On Friday 03 Nov 2006 16:39, Leonard Ritter wrote:
what is required here to solve the problem is to
simply take the vst
headers and write a new implementation that is binary compatible. these
headers can be used for hosts.
The difficulty is that the VST SDK licensing agreement expressly forbids this.
You could argue for hours about the scope and enforceability of its
no-reverse-engineering clause, but I don't think it would be proper to just
ignore it. The header would presumably have to be reimplemented by someone
who had not agreed to the agreement, i.e. had never obtained the SDK.
I think it would probably be fine for one developer who had agreed to the SDK
license to implement and publish an open source (BSD or similar) VST host, as
source and binary but omitting the VST SDK headers, that loaded an arbitrary
plugin and printed out information about the protocol codes it was sending
and receiving, for the purposes of debugging it with third-party plugins.

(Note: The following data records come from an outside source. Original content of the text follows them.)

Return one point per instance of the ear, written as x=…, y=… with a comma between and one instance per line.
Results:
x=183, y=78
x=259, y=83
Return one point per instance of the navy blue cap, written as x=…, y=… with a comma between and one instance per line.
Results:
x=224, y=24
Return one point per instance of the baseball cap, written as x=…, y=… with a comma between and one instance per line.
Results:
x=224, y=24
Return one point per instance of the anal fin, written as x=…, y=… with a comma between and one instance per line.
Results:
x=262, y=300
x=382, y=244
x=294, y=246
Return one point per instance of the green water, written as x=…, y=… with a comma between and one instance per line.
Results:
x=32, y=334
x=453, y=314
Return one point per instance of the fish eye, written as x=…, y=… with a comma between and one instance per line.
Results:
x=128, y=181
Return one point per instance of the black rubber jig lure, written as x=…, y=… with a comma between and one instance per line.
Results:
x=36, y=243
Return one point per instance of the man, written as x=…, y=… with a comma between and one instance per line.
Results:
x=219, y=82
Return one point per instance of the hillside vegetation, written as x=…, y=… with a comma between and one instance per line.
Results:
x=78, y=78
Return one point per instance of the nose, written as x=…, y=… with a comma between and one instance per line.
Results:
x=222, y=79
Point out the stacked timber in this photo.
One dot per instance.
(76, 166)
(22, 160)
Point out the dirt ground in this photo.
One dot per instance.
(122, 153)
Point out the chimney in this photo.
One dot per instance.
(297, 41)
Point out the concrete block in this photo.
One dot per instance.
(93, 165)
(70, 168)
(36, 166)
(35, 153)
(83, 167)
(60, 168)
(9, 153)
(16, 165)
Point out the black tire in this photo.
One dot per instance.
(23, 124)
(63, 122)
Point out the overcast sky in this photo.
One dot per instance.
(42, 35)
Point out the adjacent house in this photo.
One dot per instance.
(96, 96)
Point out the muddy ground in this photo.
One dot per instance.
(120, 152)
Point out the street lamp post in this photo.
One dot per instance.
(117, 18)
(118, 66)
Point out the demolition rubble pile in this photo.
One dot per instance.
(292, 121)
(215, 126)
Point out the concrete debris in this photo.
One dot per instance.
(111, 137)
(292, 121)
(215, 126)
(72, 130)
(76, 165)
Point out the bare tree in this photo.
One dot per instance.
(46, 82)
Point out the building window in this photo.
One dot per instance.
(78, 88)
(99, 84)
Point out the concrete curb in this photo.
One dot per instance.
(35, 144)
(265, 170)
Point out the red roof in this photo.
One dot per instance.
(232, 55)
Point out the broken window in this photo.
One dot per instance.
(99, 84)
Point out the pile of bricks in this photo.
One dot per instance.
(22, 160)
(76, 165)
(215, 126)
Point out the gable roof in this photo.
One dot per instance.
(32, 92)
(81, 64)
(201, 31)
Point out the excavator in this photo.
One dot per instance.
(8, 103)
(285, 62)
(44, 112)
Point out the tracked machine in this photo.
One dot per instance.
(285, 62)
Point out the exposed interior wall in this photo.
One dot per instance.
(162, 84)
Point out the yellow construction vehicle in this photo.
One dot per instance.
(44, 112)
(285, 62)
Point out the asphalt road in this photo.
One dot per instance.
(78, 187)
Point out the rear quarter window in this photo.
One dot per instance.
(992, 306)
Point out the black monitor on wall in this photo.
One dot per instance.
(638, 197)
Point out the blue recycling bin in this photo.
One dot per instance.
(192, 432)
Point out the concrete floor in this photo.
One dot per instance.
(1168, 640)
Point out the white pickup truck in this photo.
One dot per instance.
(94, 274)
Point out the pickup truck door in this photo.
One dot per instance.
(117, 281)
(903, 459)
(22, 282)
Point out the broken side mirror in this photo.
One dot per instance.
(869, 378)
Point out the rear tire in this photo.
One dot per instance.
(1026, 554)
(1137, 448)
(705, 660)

And then it would probably be fine for another developer who had never
downloaded the SDK to independently take that host and work out what would
need to be filled in to make it compile and run (i.e. resynthesise the SDK
headers based on the "spec" that is the working host). If those two things
independently came to pass, the result would presumably be an unencumbered
(if partial) API.
Not that I really know what I'm talking about, especially in legal terms.